The author claims that conformal symmetry is useful but not powerful enough to give rise to the large machinery of conformal field theory (CFT) and its multitude of nontrivial results. In order to do so, one must consider some locality principle of quantum field theory.
Motivated by this argument, the groupoid \({\mathcal C}= \{(g,A)\}\), \((g, A)(g', A')= (g\circ g', A')\) providing \(A= g'(A')\) is introduced. Here \(A\) is any simply connected domain of the Riemann sphere \(\widehat{\mathbb{C}}\) and \(g: A\to\widehat{\mathbb{C}}\) is a univalent conformal map (\(A\) is often assumed to be the hyperbolic type). The topology of \({\mathcal C}\) is defined similarly to the topology of a sheaf (§2.2). So it is not Hausdorff and the tangent space becomes a Fréchet space. But based on Hadamard derivation, the \(A\)-differentiation is defined on a suitable class of functions defined on a neighborhood of a point \(\Sigma\) of \({\mathcal C}\) by \[ \lim_{\eta\to 0} {f(g_\eta\cdot\Sigma)- f(\Sigma)\over\eta}= \nabla^A f(\Sigma)/h,\quad h=\partial(g_\eta; \eta> 0) \] (Definition 3.4). The definiton of the path \((g_\eta)\) is given in §3.1. \(\nabla^Af(\Sigma)\) is a linear functional on \(H^{<}(A)\), the space of holomorphic vector fields on \(A\) and the fiber of the tangent bundle of \({\mathcal C}\). The conformal derivative of \(f\) at \(\Sigma\) is defined to be \(\nabla^A(\Sigma)\). By the structure of the dual of \(H^{<}(A)\) (see Lemma 3.1 in [W. Rudin, Functional analysis. New York, NY: McGraw-Hill Book Comp. (1973; Zbl 0253.46001)]), there is a class \(\Delta^Af(\Sigma)= \{\gamma+u: u\in H^{<}(A)\}\), where \(\gamma\) is a holomorphic vector field on an annular neighborhood of \(\partial A\). This class is referred to as the holomorphic \(A\)-class of \(f\) at \(\Sigma\). For any \(a\in\widehat{\mathbb{C}}\setminus A\), there is a unique member of this class given by \[ \{z\to \Delta^A_{a;z} f(\Sigma)\in H^{<}_a(\widehat{\mathbb{C}}\setminus A)\}. \] These are called “holomorphic \(A\)-derivative of \(f\) at \(\Sigma\)”. Then it is shown \(\Delta^A_{a;z}f(\Sigma)\) to be independent of \(a\), so denote by \(\Delta^{[A]}f(\Sigma)\) (Theorem 3.1). If the \(B\)-derivative of \(f\) at \(\Sigma\) is zero, it is shown \[ \Delta^{[A]}_wf(\Sigma)=(\partial g(w))^2 \Delta^{[A]}_{g(w)} f'(\Sigma') \] (Corollary 3.11). This general theory is applied to CFT, taking conformal derivatives of correlation functions with conjugation of a global holomorphic derivative anda it reproduces the conformal Ward identity and the boundary condition of Theorem 4.1 in [J. Cardy, “Conformal invariance and surface critical behavior”, Nucl. Phys. B 240, 514 (1984)].

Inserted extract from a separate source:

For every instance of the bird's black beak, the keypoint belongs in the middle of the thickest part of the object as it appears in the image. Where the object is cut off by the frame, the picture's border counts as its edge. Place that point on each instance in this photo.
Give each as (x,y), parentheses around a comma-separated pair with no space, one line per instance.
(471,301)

The topology of \({\mathcal C}\) is defined taking \[ N_{r,K}= \{(g',A'): \max\{d(g(z), g'(z));\, z\in K\}< r,\, K\subset A'\} \] as the neighborhood of \((g, A)\). So it is not Hausdorff and the usual results on Lie groupoid can not be used. In §2, fundamental geometric notions on \({\mathcal C}\), such as vector bundle over \({\mathcal C}\) and their local sections, trajectories, Lie derivatives and so on are presented. Definitions and properties of conformal differentiability are given in §3, which is the main part of this paper. Some technical parts used in this section, such as determination of the dual of \(H^{<}(A)\) (used in the proof of Lemma 3), factorization of conformal maps on annular domain (used in the proof of Theorem 3.3, which derives Corollary 3.11), etc. are given in appendices. In §4, after explaining the conformal Ward identity, extended Ward identities (the conformal Ward identity and the boundary conditions) are derived from conformal derivatives (Theorem 4.1). It is also shown that the one-point average of the stress-energy tensor is \[ (T(w))_{{\mathcal C}}= \Delta^{[\widehat{\mathbb{C}}_w]}_{w[\partial C\cup\partial D]}\log Z(C|D), \] where \(\overline D\subset C\) (§4.4).
The author claims that the main idea of this paper comes from Shramm-Loewner evolution (SLE) [J. Cardy, Ann. Phys. 318, No. 1, 81–118 (2005; Zbl 1073.81068)] and conformal loop ensembles (CLE) [S. Sheffield, Duke Math. J. 147, 79 (2009; Zbl 1170.60008)]. They lead to consider CFT as a statistical field theory. Hence the theorems of §3 have no immediate equivalent in the context of the universal Teichmüller space or of Diff\((S^1)\). These are explained in the introduction together with remarks on relations with some previous works [B. Doyon et al., Commun. Math. Phys. 268, No. 3, 687–716 (2006; Zbl 1121.81108)].